An independent legal review of the laws and regulations concerning technologies used to recognise and identify biometric data has concluded that the current system is ‘not fit for purpose’ and identified an ‘urgent need’ to update existing legislation. The review (available to view here), commissioned by the Ada Lovelace Institute and led by Matthew Ryder QC, found that the lack of a ‘single overarching legal framework for the management of biometric data’, combined with the ‘overlapping and fragmented nature of oversight’, has resulted in ‘substantial invasions’ of the right to privacy across public and private sector institutions.
‘The protection of our fundamental rights in relation to biometric data is a complex area which lawmakers and regulators must not delegate to others, or allow public or private authorities to avoid merely by relying on purported public consent,’ argued Ryder in the foreword to his report. ‘Now more than ever, they have a responsibility to step up to protect the public from the harms and risks that the public themselves may not fully appreciate or even be aware of.’
Biometric data generally refers to personal information that can be uniquely identified based on a person’s body or behaviour, including characteristics relating to an individual’s face, fingerprints, walking style, tone of voice and other bodily measurements. Whilst the storing and processing of this data is often conducted for law enforcement purposes, the independent review noted that ‘further work is necessary on the topic of private-sector use of biometrics’.
The report cited two opinions relating to the use of live facial recognition in law enforcement and non-law-enforcement contexts published by the Information Commissioner’s Office, the data protection and freedom of information watchdog. It found that ‘a key issue raised, but not entirely resolved’ in the latter opinion was the question of who should be liable ‘for the use of badly designed biometric technology, and what burden is there on the user of that technology to make detailed enquiry of the vendor/manufacturer.’
‘If people are to have trust and confidence in the legitimate use of biometric technologies, the accountability framework needs to be comprehensive, consistent and coherent,’ said Professor Fraser Sampson from Sheffield Hallam University. Sampson currently serves as the Biometrics and Surveillance Camera Commissioner and is responsible for reviewing and advising the government on the retention and use of this data. ‘If we’re going to rely on the public’s implied consent, that framework will have to be much clearer.’
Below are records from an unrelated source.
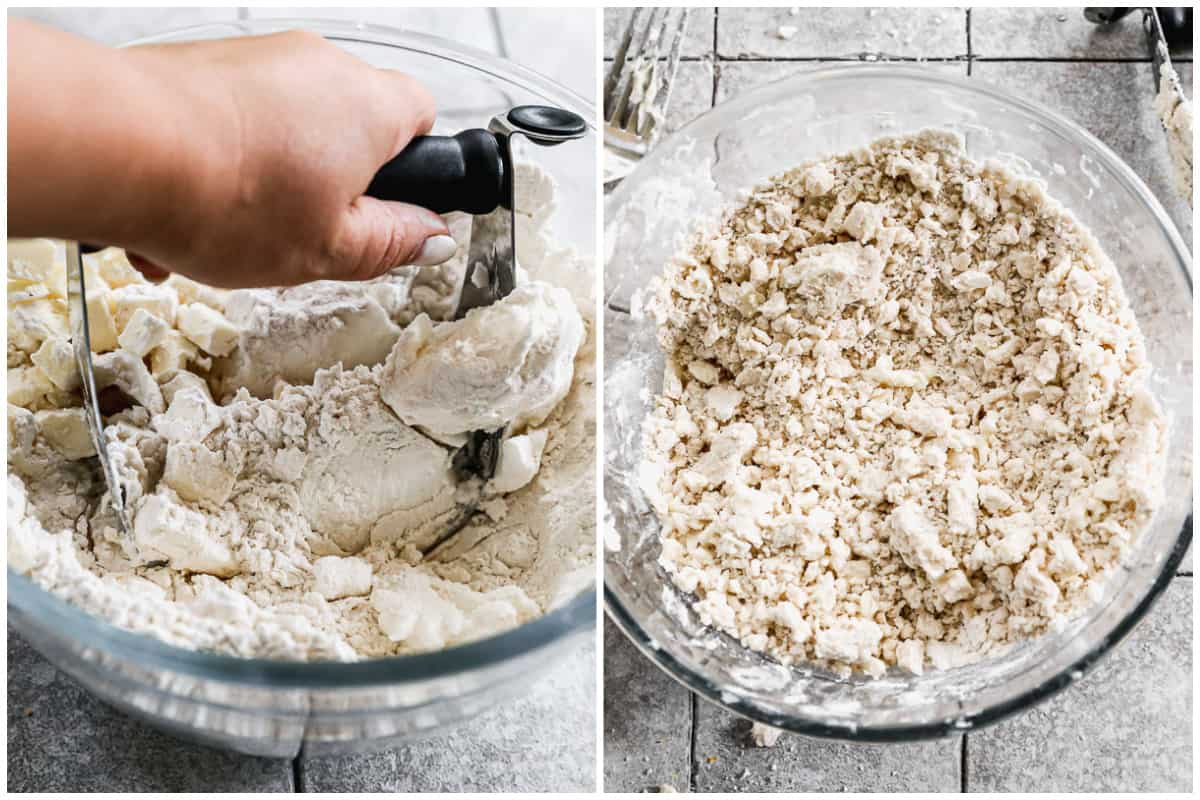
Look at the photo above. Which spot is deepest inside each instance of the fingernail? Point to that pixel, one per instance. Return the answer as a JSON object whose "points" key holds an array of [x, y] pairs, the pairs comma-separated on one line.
{"points": [[436, 250]]}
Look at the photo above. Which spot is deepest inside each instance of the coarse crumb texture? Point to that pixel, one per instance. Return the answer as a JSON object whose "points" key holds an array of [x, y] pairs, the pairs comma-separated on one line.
{"points": [[280, 505], [905, 419]]}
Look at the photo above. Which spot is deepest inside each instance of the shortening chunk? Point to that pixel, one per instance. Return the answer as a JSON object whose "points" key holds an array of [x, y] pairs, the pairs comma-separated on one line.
{"points": [[143, 332], [66, 431], [207, 329], [55, 358], [198, 474], [915, 537], [336, 577]]}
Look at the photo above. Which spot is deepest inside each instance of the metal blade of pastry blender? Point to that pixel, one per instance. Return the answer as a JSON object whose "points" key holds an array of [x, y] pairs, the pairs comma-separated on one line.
{"points": [[77, 308], [490, 275]]}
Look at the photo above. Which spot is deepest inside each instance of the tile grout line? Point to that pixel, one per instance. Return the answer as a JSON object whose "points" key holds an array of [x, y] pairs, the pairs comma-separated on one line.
{"points": [[297, 775], [912, 59], [691, 746], [717, 59], [970, 54], [963, 765], [916, 59]]}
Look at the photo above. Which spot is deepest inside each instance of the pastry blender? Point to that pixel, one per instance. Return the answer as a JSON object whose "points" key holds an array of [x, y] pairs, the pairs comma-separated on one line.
{"points": [[469, 172]]}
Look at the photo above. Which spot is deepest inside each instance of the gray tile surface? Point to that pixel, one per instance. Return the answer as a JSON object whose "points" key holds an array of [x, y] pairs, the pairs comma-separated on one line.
{"points": [[543, 743], [63, 739], [1127, 727], [1113, 101], [697, 38], [736, 77], [119, 25], [822, 32], [647, 720], [727, 761], [1056, 32]]}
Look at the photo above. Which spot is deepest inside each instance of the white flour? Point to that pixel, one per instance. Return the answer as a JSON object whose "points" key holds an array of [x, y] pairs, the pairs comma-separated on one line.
{"points": [[905, 416], [1174, 112], [287, 518]]}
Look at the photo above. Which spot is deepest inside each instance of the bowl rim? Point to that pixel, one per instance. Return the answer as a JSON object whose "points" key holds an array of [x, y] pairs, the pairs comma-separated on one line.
{"points": [[964, 722], [575, 615]]}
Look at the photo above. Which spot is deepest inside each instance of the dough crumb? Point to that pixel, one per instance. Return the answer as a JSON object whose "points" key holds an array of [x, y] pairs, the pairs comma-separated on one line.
{"points": [[906, 420]]}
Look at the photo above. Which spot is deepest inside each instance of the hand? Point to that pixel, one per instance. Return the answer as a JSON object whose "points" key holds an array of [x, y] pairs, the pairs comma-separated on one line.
{"points": [[282, 134], [237, 162]]}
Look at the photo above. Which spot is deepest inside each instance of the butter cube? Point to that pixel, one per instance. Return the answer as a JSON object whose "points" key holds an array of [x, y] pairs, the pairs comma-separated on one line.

The duty on data controllers to manage biometric data in a reasonable, proportionate and non-discriminatory manner and in compliance with human rights and data protection obligations was identified by the review as being fundamental to the proposed new legal framework. ‘Many of the principles that we consider should form the basis of a new legislation find their origin in human rights and data protection law.’ ‘The most important existing duties are: (1) the obligation on public authorities not to violate rights protected by the Human Rights Act; (2) the obligation not to discriminate, directly or indirectly, and (for public authorities) to comply with the public sector equality duty; and (3) data processing obligations.’
‘When we talk about biometric technologies, we’re not talking about distant dystopias or science fiction. Biometric technologies are being used right now in all sorts of contexts and for all sorts of purposes,’ said the Director of the Ada Lovelace Institute Carly Kind. ‘This presents real ethical and legal risks, but the regulations simply haven’t kept pace with the technologies or public attitudes.’
‘Our three-year programme of research demonstrates that the public support stronger safeguards and the existing legal landscape is inadequate. The Government must take on this important issue and bring forward new primary legislation on biometrics.’